Playing the long game when moving capital cities
Lee says that there can be benefits to moving a capital city – but it can take at least 50 years to realise them.
“The economic vibrancy of existing cities isn’t easy to create overnight. The private sector won’t automatically move just because the national government moves its offices,” he says.
The administrative capital of South Korea, Sejong, is an example. Some government offices moved there in 2012 and high-speed rail connects it to Seoul, 112km away.
“Many government offices are there, but no one’s really relocated,” says Lee. “Civil servants commute weekly and their families and social life have remained in Seoul. Sejong is a rather soulless city.”
University of Melbourne urban politics and planning expert Professor Michele Acuto says Australia’s economic powers remain separated from the seat of political power more than a century after the creation of Canberra.
“Australia’s economic power still resides with Sydney and Melbourne, so you don’t have that direct proximity,” he says.
“Canberra has been successful to a degree, and it has put in place more community initiatives, but there remain questions. Furthermore, there’s almost a century of difference between it and the current situation in Indonesia, so the parallel doesn’t hold.”
Lee says the most successful example of a new capital city is Brasilia in Brazil, which replaced Rio de Janeiro as the administrative capital in 1960. Today it has the highest GDP per capita of any major Latin American city and a population of three million.

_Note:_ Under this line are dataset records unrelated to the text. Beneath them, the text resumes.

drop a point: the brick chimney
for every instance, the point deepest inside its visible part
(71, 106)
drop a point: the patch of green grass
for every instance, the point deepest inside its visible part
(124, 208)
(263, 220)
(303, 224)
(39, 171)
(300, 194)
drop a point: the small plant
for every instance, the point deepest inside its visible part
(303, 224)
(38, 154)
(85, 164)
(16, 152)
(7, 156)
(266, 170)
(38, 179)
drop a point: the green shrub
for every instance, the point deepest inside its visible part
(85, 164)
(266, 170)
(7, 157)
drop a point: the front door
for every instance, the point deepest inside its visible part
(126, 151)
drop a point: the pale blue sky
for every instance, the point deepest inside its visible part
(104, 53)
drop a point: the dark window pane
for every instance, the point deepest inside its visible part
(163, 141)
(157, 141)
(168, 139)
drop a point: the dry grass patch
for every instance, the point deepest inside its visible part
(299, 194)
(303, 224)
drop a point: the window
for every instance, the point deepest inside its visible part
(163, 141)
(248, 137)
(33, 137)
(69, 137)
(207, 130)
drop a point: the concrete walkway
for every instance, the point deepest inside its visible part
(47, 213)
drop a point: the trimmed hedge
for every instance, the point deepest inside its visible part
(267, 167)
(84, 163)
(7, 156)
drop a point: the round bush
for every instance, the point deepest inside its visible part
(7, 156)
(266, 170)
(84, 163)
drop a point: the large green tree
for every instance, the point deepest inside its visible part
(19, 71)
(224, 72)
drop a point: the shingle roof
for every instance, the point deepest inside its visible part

“A new capital city can create a powerful national symbol over the long term. It can also reduce some of the rivalries in different regions. This was the case with Brasilia, which moved the federal government closer to the geographical centre of the country,” Lee says.
Similarly, the Russian historian Nikolay Karamzin famously described St Petersburg as a “brilliant mistake” because it took generations for it to flourish. What was once a depressing place to work in is now known as the “Venice of the North”, and has played a critical role in the formation of Russian identity.

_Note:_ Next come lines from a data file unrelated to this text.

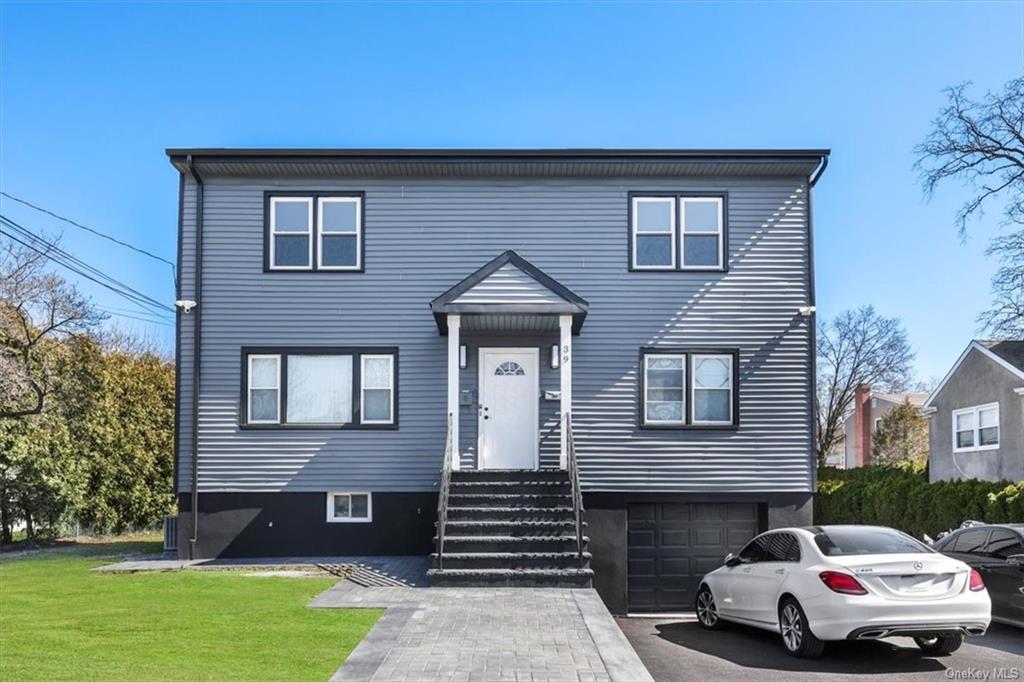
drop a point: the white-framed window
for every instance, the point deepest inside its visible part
(349, 508)
(321, 387)
(653, 232)
(263, 393)
(701, 221)
(712, 388)
(340, 233)
(976, 428)
(377, 390)
(665, 389)
(688, 388)
(291, 232)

Acuto questions whether you can speed up that process in modern times.
“You may have the ability to deploy infrastructure much faster using new technology, but how are you going to move the people? It’s the people that are the critical ingredient to a successful city.”
The smart enough city
When governments announce the creation of a new capital city, they almost always promise it will be a “smart city” that incorporates technology to improve urban services. Indonesia is no exception. However, author Ben Green says in The Smart Enough City that the term denotes a futuristic urban utopia where technology solves every problem.
He argues that technology is not an end in itself, and that some cities appear smart, but are rife with inequalities. He calls for cities to be “smart enough” – to embrace technology as a powerful tool when used in conjunction with other forms of social change – but that people must always be put first.